Go back to article: From the White Man’s Grave to the White Man’s Home? Experiencing ‘Tropical Africa’ at the 1924–25 British Empire Exhibition
“A Family Party of the British Empire”: broader aims of the British Empire Exhibition
 The British Empire Exhibition of 1924–25 at Wembley Park (henceforth BEE) was an expression of a triumphant vision of imperial utopia. It was Britain’s first ‘Great Exhibition’ in thirteen years, mounted against a backdrop of the ravages of the First World War, and the shock of Spanish flu. It took place over two seasons, from April to October in 1924, and May to October in 1925. The BEE was one in a lineage of ‘Great Exhibitions’ in the UK, ‘World’s Fairs’ in America, or ‘Expositions Universelles’ in France. Beginning with the London Great Exhibition of 1851, which sought to display the arts and industries of the world in a single site, these exhibitions were popular in the West and Japan, as well as in African and Asian colonies from 1851–1951 (Geppert, 2010, pp 1–8 ; Hoffenberg, 2001, pp 1–30). Like those before it, the BEE was a spectacular display of the people, products and cultures of the British Empire across a series of twenty-four museum-cum-arcade buildings called pavilions. Its distinction was in its status as a 'colonial exposition' – a sub-genre of the World’s Fair, popular amongst imperial powers, in which only colonies were invited to participate.

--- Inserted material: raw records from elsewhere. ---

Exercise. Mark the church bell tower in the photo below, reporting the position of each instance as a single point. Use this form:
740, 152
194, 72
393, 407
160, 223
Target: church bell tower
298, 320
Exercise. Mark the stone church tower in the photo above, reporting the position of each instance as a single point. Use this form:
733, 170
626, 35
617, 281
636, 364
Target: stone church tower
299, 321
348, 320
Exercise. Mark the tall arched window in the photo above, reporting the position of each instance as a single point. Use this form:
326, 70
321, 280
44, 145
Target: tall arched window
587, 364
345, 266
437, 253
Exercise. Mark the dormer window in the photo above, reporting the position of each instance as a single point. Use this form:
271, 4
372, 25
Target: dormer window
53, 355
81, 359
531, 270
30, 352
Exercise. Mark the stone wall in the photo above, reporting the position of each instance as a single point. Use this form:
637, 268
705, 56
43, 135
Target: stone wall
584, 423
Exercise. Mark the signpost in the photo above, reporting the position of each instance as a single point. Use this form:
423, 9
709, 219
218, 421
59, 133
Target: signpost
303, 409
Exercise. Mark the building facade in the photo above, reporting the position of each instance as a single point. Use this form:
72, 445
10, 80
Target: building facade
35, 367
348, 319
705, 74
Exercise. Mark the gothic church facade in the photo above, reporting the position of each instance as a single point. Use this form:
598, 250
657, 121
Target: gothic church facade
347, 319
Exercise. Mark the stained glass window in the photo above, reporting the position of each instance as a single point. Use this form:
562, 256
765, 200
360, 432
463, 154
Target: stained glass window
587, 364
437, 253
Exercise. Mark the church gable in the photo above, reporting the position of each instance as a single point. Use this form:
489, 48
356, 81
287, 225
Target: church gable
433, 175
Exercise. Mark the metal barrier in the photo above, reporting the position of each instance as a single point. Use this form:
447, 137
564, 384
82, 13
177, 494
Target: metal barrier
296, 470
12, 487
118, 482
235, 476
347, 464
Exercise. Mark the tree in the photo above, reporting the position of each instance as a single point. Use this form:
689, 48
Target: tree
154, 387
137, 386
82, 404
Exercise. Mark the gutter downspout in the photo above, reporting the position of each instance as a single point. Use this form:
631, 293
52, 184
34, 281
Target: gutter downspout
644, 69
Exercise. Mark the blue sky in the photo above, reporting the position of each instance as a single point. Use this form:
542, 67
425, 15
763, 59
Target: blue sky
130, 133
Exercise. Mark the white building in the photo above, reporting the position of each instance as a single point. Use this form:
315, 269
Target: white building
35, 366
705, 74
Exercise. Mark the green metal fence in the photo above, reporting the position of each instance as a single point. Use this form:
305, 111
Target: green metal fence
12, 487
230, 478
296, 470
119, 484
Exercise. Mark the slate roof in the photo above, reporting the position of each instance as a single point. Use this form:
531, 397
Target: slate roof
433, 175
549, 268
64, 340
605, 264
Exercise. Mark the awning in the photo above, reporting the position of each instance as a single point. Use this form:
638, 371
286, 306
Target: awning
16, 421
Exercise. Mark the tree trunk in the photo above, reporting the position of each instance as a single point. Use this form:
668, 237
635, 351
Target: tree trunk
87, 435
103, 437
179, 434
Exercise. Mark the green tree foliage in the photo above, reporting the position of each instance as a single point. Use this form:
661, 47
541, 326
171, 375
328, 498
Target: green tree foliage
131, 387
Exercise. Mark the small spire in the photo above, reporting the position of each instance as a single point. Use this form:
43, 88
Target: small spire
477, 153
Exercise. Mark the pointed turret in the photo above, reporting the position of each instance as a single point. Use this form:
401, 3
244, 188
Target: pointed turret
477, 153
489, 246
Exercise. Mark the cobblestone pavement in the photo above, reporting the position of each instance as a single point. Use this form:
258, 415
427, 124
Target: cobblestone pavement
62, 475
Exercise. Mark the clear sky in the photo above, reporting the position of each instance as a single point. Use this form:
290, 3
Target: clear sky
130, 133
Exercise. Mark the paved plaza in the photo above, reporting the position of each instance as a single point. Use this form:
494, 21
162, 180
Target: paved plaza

Exhibits were diverse, yet the official intent was largely unified: to increase inter-imperial trade and to promote the development of a more self-sufficient empire (British Empire Exhibition Official Guide, 1924). Its politician organisers, distrustful of European allies and rivals in the aftermath of the First World War, sought to direct increased attention towards its ‘great, underdeveloped estate’ and, in doing so, reduce the need for European trade. It also wished to assert economic dominance in the face of increasing threats from the USA and Japan. The colonies were considered essential in pursuing this goal, but were underfunded, and under-settled. The BEE provided an ideal stage upon which to present their natural and mineral wealth, employment opportunities, climate, or lifestyle.
Curators of the African sections sought to steer public attention away from the gloomy but prevailing idea of the Dark Continent towards a more optimistic vision of 'Brightest Africa'. At the BEE, tropical Africa was not depicted as a region of savagery, death and disease, but a vibrant, exotic culture, and a land of infinite wealth for the intrepid British capitalist. Such depictions were aligned to the broader goals of promoting the development of resource colonies like the Gold Coast. The enduring prevalence of ideas of the White Man’s Grave – implying that Europeans were racially incapable of surviving in tropical Africa – needed to be challenged, as these would have been a deterrent to even the most fearless industrialist.
The exhibition also arrived in a time of growing nationalism, pan-Africanism, and anti-imperial sentiments in Africa and the USA, with intellectuals like Marcus Garvey advocating the end of European colonialism and African leadership in Africa (Stephen 2013, p 123; Wintz 2015, pp 1–18). In many ways, the African exhibits can be read as a counter narrative to such pan-Africanism. By challenging the concept of White Man’s Grave, curators attempted to suggest that Britain had rendered its African colonies healthy and productive, and their inhabitants disciplined, cooperative, and eager to work. How the tropical African exhibits attempted to pacify fears of the White Man’s Grave, and how various visitors engaged with them, is the subject of the remainder of this paper.